Il y a deux ans, un démographe donnait une interview choc
dans les colonnes du Nouvel observateur. Contre la droite sarkozyste «
inégalitaire » qui désignait des boucs émissaires (immigrés, jeunes, chômeurs)
comme responsable de la crise, il saluait l’« appréciation très perspicace du
sens de l’histoire » de François Hollande, ainsi que son plaidoyer pour une
présidence « normale ». Il voyait un candidat socialiste « revenu au principe
d’égalité », qui « prend le parti du peuple ». Il pariait sur un « hollandisme
révolutionnaire » qui poserait la question du pouvoir de la finance une fois
aux commandes de l’État, car les circonstances économiques et politiques du
moment « l’amèneraient à se radicaliser ». [1]
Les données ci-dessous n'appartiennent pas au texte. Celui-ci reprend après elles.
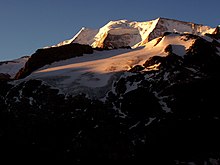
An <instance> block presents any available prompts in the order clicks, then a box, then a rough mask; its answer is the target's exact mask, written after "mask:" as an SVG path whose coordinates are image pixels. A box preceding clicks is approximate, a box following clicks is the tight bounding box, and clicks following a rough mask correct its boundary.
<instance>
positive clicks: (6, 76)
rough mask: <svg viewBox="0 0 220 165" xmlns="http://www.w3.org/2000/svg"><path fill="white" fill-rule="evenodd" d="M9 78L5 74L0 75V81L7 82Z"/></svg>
mask: <svg viewBox="0 0 220 165" xmlns="http://www.w3.org/2000/svg"><path fill="white" fill-rule="evenodd" d="M10 78H11V76H10V75H9V74H6V73H0V81H7V80H10Z"/></svg>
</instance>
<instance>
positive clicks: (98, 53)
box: [0, 18, 220, 165]
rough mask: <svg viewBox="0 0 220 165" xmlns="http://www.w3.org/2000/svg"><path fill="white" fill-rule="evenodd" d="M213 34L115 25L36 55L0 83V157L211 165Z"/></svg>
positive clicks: (166, 29)
mask: <svg viewBox="0 0 220 165" xmlns="http://www.w3.org/2000/svg"><path fill="white" fill-rule="evenodd" d="M219 35H220V34H219V28H218V27H216V28H211V27H208V26H203V25H199V24H194V23H189V22H183V21H178V20H172V19H166V18H158V19H156V20H153V21H148V22H130V21H127V20H119V21H111V22H109V23H108V24H107V25H105V26H104V27H102V28H100V29H99V30H91V29H87V28H83V29H82V30H81V31H80V32H79V33H78V34H77V35H76V36H74V37H73V38H72V39H70V40H67V41H64V42H61V43H59V44H58V45H54V46H51V47H46V48H41V49H38V50H37V51H36V52H35V53H34V54H32V55H31V56H30V57H29V58H28V59H27V61H26V63H25V64H24V65H23V68H21V69H20V70H19V71H18V72H17V74H16V75H15V77H14V78H10V79H1V81H0V86H1V90H0V107H1V109H0V145H1V149H0V150H1V153H3V155H2V157H3V159H5V160H7V162H13V161H14V160H16V162H22V163H23V162H29V161H33V160H34V161H35V162H38V163H41V162H44V163H45V162H48V163H55V162H56V163H58V162H59V163H69V162H70V163H73V164H74V163H75V164H84V163H88V162H89V163H98V164H99V163H102V164H113V163H136V164H140V163H142V162H144V163H145V164H213V165H214V164H220V162H219V160H220V155H219V153H220V150H219V148H220V141H219V139H220V135H219V133H218V130H219V125H220V124H219V123H220V118H219V117H220V111H219V99H218V97H217V96H218V95H219V93H220V86H219V84H220V37H219ZM3 66H5V67H6V65H5V64H4V65H2V68H1V69H0V73H1V72H2V73H3V70H6V69H5V68H4V67H3ZM0 67H1V66H0ZM4 74H5V75H6V74H9V72H8V73H7V72H4ZM12 158H14V159H12Z"/></svg>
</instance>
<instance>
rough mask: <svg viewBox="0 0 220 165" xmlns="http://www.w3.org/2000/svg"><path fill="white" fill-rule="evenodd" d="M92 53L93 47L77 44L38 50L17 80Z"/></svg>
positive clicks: (20, 72) (26, 62)
mask: <svg viewBox="0 0 220 165" xmlns="http://www.w3.org/2000/svg"><path fill="white" fill-rule="evenodd" d="M91 53H93V49H92V47H90V46H88V45H80V44H75V43H74V44H68V45H64V46H59V47H52V48H47V49H38V50H37V51H36V52H35V53H34V54H33V55H32V56H31V57H30V58H29V59H28V61H27V62H26V64H25V66H24V68H22V69H21V70H20V71H19V72H18V73H17V74H16V76H15V79H20V78H24V77H26V76H28V75H29V74H31V73H32V72H33V71H35V70H37V69H39V68H41V67H43V66H45V65H47V64H51V63H53V62H56V61H61V60H66V59H69V58H73V57H77V56H82V55H83V54H91Z"/></svg>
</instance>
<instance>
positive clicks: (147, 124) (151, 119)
mask: <svg viewBox="0 0 220 165" xmlns="http://www.w3.org/2000/svg"><path fill="white" fill-rule="evenodd" d="M155 119H156V117H150V118H149V122H148V123H146V124H145V127H146V126H148V125H150V124H151V123H152V122H153V121H154V120H155Z"/></svg>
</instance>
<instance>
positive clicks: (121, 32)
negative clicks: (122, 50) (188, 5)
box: [55, 18, 216, 48]
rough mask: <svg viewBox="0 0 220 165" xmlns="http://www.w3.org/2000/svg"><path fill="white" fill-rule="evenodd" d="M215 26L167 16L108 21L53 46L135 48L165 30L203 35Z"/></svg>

N’accablons pas l’auteur de ces fortes paroles : le
pronostic de notre démographe s’est en partie avéré pertinent : d’une part, les
« circonstances » ont effectivement amené le président de la république à se
radicaliser. Seulement c’est une radicalisation à droite, et non à gauche,
qu’il a opérée. D’autre part, le hollandisme est effectivement de nature «
révolutionnaire » dans le paysage politique français : Thatcher avait son
ennemi de l’intérieur, les mineurs, Hollande a désormais le sien : la gauche de
transformation sociale. Deux ans à peine après son élection, je propose une
ébauche topographique du hollandisme présidentiel : où se situe-il et où nous
amène-t-il ?
À droite du New
Labour
Le cap a été fixé dès le lendemain de l’élection
présidentielle. Contrairement à la promesse de campagne, il n’y a eu aucune
renégociation du pacte de stabilité germano-européen qui condamne virtuellement
l’eurozone à des politiques d’austérité ad aeternam. La politique sociale et
économique du gouvernement est uniquement au service des intérêts des
possédants. Le monde de la finance et de l’actionnariat, vivement décrié dans
le discours du Bourget, est choyé. Il n’est pas une semaine sans que le
gouvernement ne lui a octroie de nouveaux abattements fiscaux au nom d’un
surréaliste « ras-le-bol fiscal ». Les patrons du CAC 40 ou de start up
menacent et leurs vœux sont aussitôt exaucés. Le pacte de responsabilité est la
caricature de ce hollandisme antisocial : faire des milliards d’euros
d’économie sur le dos des travailleurs, petits et moyens, pour les redistribuer
aux patrons et actionnaires sans contrepartie économique et sociale. Le
hollandisme révolutionnaire n’est vraiment pas l’adversaire de la finance. Il
est, au contraire, son plus fidèle et dévoué allié.